Essential Lab Enzymes:

  • Restriction Enzymes - The more the merrier. Less necessary where synthesised DNA is available on demand..i.e. not in a community biolab, yet.
  • DNA Polymerase(s) - Generally heat-stable enzymes extracted originally from deep sea bacteria, now produced from transgenic E.coli. Essential for the PCR reaction, easily produced and purified from lab strains such as E.coli or B.subtilis provided the correct genes are available in-house.
  • Ligase - Used to "paste" DNA together, can be extracted in some form from probably any living cell but is generally extracted specially from transgenic E.coli.
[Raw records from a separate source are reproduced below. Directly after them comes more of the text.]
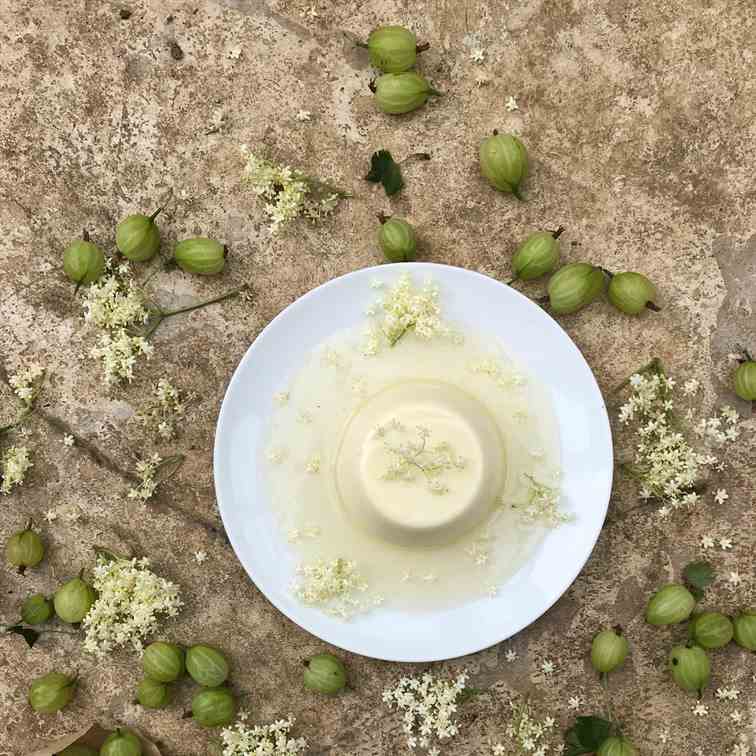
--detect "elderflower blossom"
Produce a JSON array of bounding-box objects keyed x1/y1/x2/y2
[
  {"x1": 505, "y1": 701, "x2": 556, "y2": 754},
  {"x1": 82, "y1": 556, "x2": 183, "y2": 657},
  {"x1": 619, "y1": 367, "x2": 740, "y2": 513},
  {"x1": 89, "y1": 328, "x2": 154, "y2": 384},
  {"x1": 135, "y1": 378, "x2": 193, "y2": 441},
  {"x1": 242, "y1": 146, "x2": 345, "y2": 233},
  {"x1": 0, "y1": 446, "x2": 34, "y2": 494},
  {"x1": 363, "y1": 273, "x2": 453, "y2": 355},
  {"x1": 8, "y1": 363, "x2": 45, "y2": 407},
  {"x1": 220, "y1": 714, "x2": 307, "y2": 756},
  {"x1": 510, "y1": 475, "x2": 571, "y2": 528},
  {"x1": 291, "y1": 558, "x2": 381, "y2": 620},
  {"x1": 383, "y1": 672, "x2": 468, "y2": 752},
  {"x1": 128, "y1": 454, "x2": 163, "y2": 502}
]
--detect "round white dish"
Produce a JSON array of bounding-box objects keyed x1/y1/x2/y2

Could be produced in house from natural species with some difficulty, probably easier to produce with transgenic, tailor-made strains.
  • Exonucleases - For degrading RNA or DNA, and for modern DNA cloning methods such as the Gibson method.
  • Cellulase - For degrading cellulose, whether for biofuel production (probably inefficient to use enzyme for this) or to prepare plant cells for further manipulations.

Mostly culinary outputs:

  • Invertase - Produced by Bacilli such as B.subtilis. Catalyses Sucrose -> Glucose + Fructose.
  • Lipase - May assist in purification procedures. Can be used to degrade fats and remove fatty deposits. Can also be used to produce biofuel from oils/fats.